NEW FAIRFIELD, Conn.
August 19th 2003
Theodore Rezvoy's dream of rowing 2,913 miles from
New York City to Brest, France ended earlier this month in a stormy sea
200 miles east of the United States after a surprise encounter with an
American warship.
Rezvoy left July 2 from the Manhattan Yacht Club. On July 10, The USS
Doyle, a 3,600-ton guided missile frigate, made contact with Rezvoy's
rowboat after the small craft had already capsized twice in a strong
storm.
Rezvoy was resting in his cabin with a painful liver problem, when the
fast-moving missile carrier launched a manned rubber dinghy to
investigate him, he said.
"One of the members of the crew entered my boat," Rezvoy wrote in a
report to the London-based Ocean Rowing Society. "The officer asked me
if I had any armor or explosives. I pointed him to the knife, which was
attached to the side of the boat, and to the flares. He took both."
Rezvoy was taken aboard the warship, searched and given medical
assistance.
Rezvoy said although he had been devastated by the loss of "my boat and
dreams," he was grateful to the ship and its crew.

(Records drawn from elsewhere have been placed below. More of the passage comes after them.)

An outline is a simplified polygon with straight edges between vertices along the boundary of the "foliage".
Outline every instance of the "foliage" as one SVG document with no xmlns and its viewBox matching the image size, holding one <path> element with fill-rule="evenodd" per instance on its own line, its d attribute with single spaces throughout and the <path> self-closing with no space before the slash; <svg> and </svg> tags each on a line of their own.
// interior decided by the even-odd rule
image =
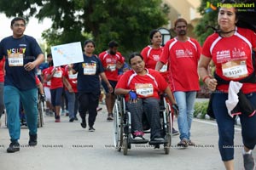
<svg viewBox="0 0 256 170">
<path fill-rule="evenodd" d="M 198 8 L 199 13 L 201 14 L 202 18 L 200 20 L 199 23 L 195 28 L 195 33 L 198 37 L 198 41 L 201 45 L 203 44 L 207 37 L 213 33 L 213 30 L 211 28 L 207 29 L 208 26 L 216 27 L 218 26 L 218 9 L 217 10 L 207 10 L 207 3 L 217 4 L 219 0 L 201 0 L 201 6 Z"/>
<path fill-rule="evenodd" d="M 99 53 L 113 39 L 128 53 L 148 43 L 149 31 L 167 23 L 169 9 L 161 0 L 1 0 L 0 12 L 50 18 L 52 26 L 42 35 L 48 46 L 93 37 Z"/>
<path fill-rule="evenodd" d="M 194 117 L 205 118 L 207 113 L 208 101 L 195 102 Z"/>
</svg>

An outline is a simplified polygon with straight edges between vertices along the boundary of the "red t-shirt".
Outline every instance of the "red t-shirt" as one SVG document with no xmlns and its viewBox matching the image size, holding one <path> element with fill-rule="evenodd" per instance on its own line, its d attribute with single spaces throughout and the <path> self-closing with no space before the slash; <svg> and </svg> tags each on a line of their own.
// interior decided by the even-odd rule
<svg viewBox="0 0 256 170">
<path fill-rule="evenodd" d="M 43 76 L 43 86 L 44 87 L 48 87 L 49 88 L 50 87 L 50 80 L 49 81 L 46 81 L 47 79 L 47 76 L 49 74 L 49 68 L 46 68 L 46 69 L 44 69 L 43 71 L 42 71 L 42 76 Z"/>
<path fill-rule="evenodd" d="M 153 48 L 151 46 L 145 47 L 141 54 L 143 57 L 143 60 L 145 62 L 145 67 L 147 69 L 155 69 L 155 65 L 157 61 L 159 61 L 161 54 L 163 52 L 164 48 L 160 47 L 159 48 Z M 166 64 L 167 65 L 167 64 Z M 168 76 L 168 69 L 167 65 L 163 65 L 162 69 L 160 71 L 160 74 L 164 76 L 166 81 L 169 83 L 169 76 Z"/>
<path fill-rule="evenodd" d="M 177 41 L 175 37 L 166 43 L 160 61 L 169 63 L 169 80 L 172 92 L 200 89 L 197 65 L 201 51 L 199 42 L 190 37 L 186 42 Z"/>
<path fill-rule="evenodd" d="M 4 62 L 5 62 L 5 57 L 3 57 L 3 59 L 0 60 L 0 82 L 4 82 Z"/>
<path fill-rule="evenodd" d="M 104 69 L 110 68 L 111 70 L 105 70 L 104 72 L 107 78 L 112 81 L 118 81 L 118 69 L 116 68 L 116 64 L 118 61 L 124 64 L 125 60 L 123 60 L 122 54 L 117 52 L 114 55 L 112 55 L 108 51 L 104 51 L 99 54 L 99 58 Z"/>
<path fill-rule="evenodd" d="M 202 48 L 202 54 L 212 58 L 215 64 L 216 74 L 227 81 L 239 81 L 253 72 L 252 48 L 256 48 L 256 34 L 249 29 L 236 29 L 237 31 L 230 37 L 211 35 Z M 219 85 L 217 89 L 227 91 L 229 85 Z M 256 86 L 243 83 L 241 90 L 245 94 L 256 92 Z"/>
<path fill-rule="evenodd" d="M 62 76 L 64 75 L 64 69 L 58 66 L 58 67 L 49 67 L 49 74 L 51 74 L 54 71 L 54 68 L 56 69 L 55 73 L 50 79 L 50 87 L 49 89 L 55 89 L 57 88 L 63 88 L 63 82 Z"/>
<path fill-rule="evenodd" d="M 68 65 L 66 65 L 64 70 L 64 76 L 67 78 L 68 82 L 70 83 L 72 89 L 74 93 L 78 92 L 78 73 L 73 74 L 72 71 L 68 71 Z M 67 88 L 65 87 L 65 90 L 67 90 Z"/>
<path fill-rule="evenodd" d="M 164 77 L 152 69 L 146 69 L 148 74 L 137 75 L 133 70 L 127 71 L 119 80 L 115 88 L 135 90 L 138 98 L 160 99 L 159 93 L 164 91 L 168 84 Z M 128 101 L 129 94 L 125 95 Z"/>
</svg>

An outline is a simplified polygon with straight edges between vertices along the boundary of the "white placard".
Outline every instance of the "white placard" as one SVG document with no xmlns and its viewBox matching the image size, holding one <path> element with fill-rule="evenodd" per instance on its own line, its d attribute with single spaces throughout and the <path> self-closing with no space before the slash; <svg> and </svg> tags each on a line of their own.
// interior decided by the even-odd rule
<svg viewBox="0 0 256 170">
<path fill-rule="evenodd" d="M 84 61 L 81 42 L 72 42 L 50 47 L 54 66 Z"/>
</svg>

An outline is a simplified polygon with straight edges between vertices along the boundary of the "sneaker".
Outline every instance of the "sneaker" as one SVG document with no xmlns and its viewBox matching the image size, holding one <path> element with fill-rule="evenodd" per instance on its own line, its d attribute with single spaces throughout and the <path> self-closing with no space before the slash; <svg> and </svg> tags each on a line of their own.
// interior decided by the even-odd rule
<svg viewBox="0 0 256 170">
<path fill-rule="evenodd" d="M 11 142 L 6 151 L 8 153 L 15 153 L 20 151 L 20 144 L 18 142 Z"/>
<path fill-rule="evenodd" d="M 176 136 L 176 135 L 178 135 L 178 134 L 179 134 L 178 131 L 176 130 L 176 129 L 173 128 L 172 128 L 172 135 L 173 135 L 173 136 Z"/>
<path fill-rule="evenodd" d="M 253 154 L 243 154 L 243 166 L 245 170 L 255 169 L 254 159 Z"/>
<path fill-rule="evenodd" d="M 94 132 L 94 131 L 95 131 L 95 128 L 93 127 L 89 128 L 89 132 Z"/>
<path fill-rule="evenodd" d="M 61 117 L 60 116 L 55 116 L 55 122 L 61 122 Z"/>
<path fill-rule="evenodd" d="M 69 122 L 73 122 L 74 121 L 74 117 L 69 119 Z"/>
<path fill-rule="evenodd" d="M 84 119 L 82 118 L 81 127 L 83 128 L 86 128 L 86 121 L 85 121 L 85 118 Z"/>
<path fill-rule="evenodd" d="M 35 146 L 38 144 L 38 134 L 29 135 L 28 145 Z"/>
<path fill-rule="evenodd" d="M 179 143 L 177 144 L 179 147 L 187 148 L 189 145 L 189 140 L 187 139 L 183 139 Z"/>
<path fill-rule="evenodd" d="M 65 116 L 65 114 L 66 114 L 65 110 L 61 110 L 61 116 Z"/>
<path fill-rule="evenodd" d="M 108 121 L 113 121 L 113 113 L 108 113 L 107 120 Z"/>
<path fill-rule="evenodd" d="M 102 110 L 102 107 L 97 107 L 97 111 L 100 111 L 100 110 Z"/>
<path fill-rule="evenodd" d="M 160 138 L 154 138 L 152 140 L 160 141 L 160 140 L 165 140 L 165 139 L 160 137 Z"/>
<path fill-rule="evenodd" d="M 190 139 L 188 142 L 189 146 L 195 146 L 195 144 L 192 142 Z"/>
</svg>

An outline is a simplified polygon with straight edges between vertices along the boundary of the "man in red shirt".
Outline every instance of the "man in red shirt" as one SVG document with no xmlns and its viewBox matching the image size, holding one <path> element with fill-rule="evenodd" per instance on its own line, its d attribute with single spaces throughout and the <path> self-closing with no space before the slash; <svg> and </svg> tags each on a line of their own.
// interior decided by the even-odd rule
<svg viewBox="0 0 256 170">
<path fill-rule="evenodd" d="M 187 21 L 177 19 L 174 26 L 177 37 L 169 40 L 157 62 L 155 69 L 169 63 L 171 89 L 179 108 L 177 125 L 181 141 L 178 146 L 195 145 L 190 140 L 190 128 L 193 118 L 196 91 L 200 89 L 197 65 L 201 55 L 198 42 L 187 37 Z"/>
<path fill-rule="evenodd" d="M 104 72 L 113 88 L 115 88 L 118 82 L 118 69 L 120 69 L 125 62 L 122 54 L 118 52 L 118 46 L 116 42 L 111 41 L 108 43 L 108 49 L 99 54 L 105 70 Z M 113 108 L 116 96 L 113 92 L 108 92 L 108 88 L 104 82 L 102 84 L 106 92 L 106 106 L 108 112 L 107 120 L 111 121 L 113 120 Z"/>
<path fill-rule="evenodd" d="M 145 140 L 142 122 L 144 111 L 151 127 L 151 141 L 162 143 L 164 139 L 160 133 L 159 94 L 165 92 L 171 103 L 176 106 L 172 94 L 168 83 L 158 71 L 145 68 L 143 57 L 140 54 L 132 54 L 129 63 L 132 70 L 126 71 L 119 80 L 115 94 L 125 97 L 127 109 L 131 114 L 133 139 Z"/>
</svg>

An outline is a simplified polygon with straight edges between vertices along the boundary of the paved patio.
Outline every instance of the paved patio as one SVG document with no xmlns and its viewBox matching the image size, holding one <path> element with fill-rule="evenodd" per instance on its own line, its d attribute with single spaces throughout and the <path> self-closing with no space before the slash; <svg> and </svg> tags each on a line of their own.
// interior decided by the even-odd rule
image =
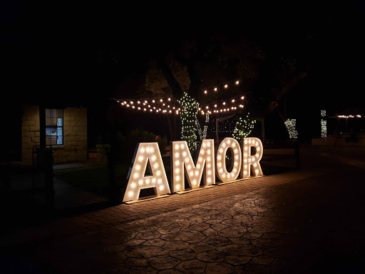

The 35-year-old Ukrainian, visiting his brother, Peter, 36, and
sister-in-law, Olga, in New Fairfield, was committed to building the
boat and becoming the third sailor to row the Atlantic alone in both
directions.
Rezvoy had already made a 67-day east-west solo crossing in 2001, from
the Canary Islands off the coast of West Africa to Barbados in the West
Indies.
Rezvoy's $60,000 boat featured a global-positioning system and a water
purification system, solar panels to power them and storage space for
food supplies and bottled water.
The hull for the 24-foot boat was shipped to New Fairfield from England.
Rezvoy finished building the craft in his relative's driveway.
"It is my intention to build a new boat and start again from New York on
June 6, 2004," Rezvoy said.
That date, he noted, would mark the 108th anniversary of the first of
only two double completed rows across the Atlantic to Europe by
Norwegians George Harbo and Gabriel Samuelson in 1896.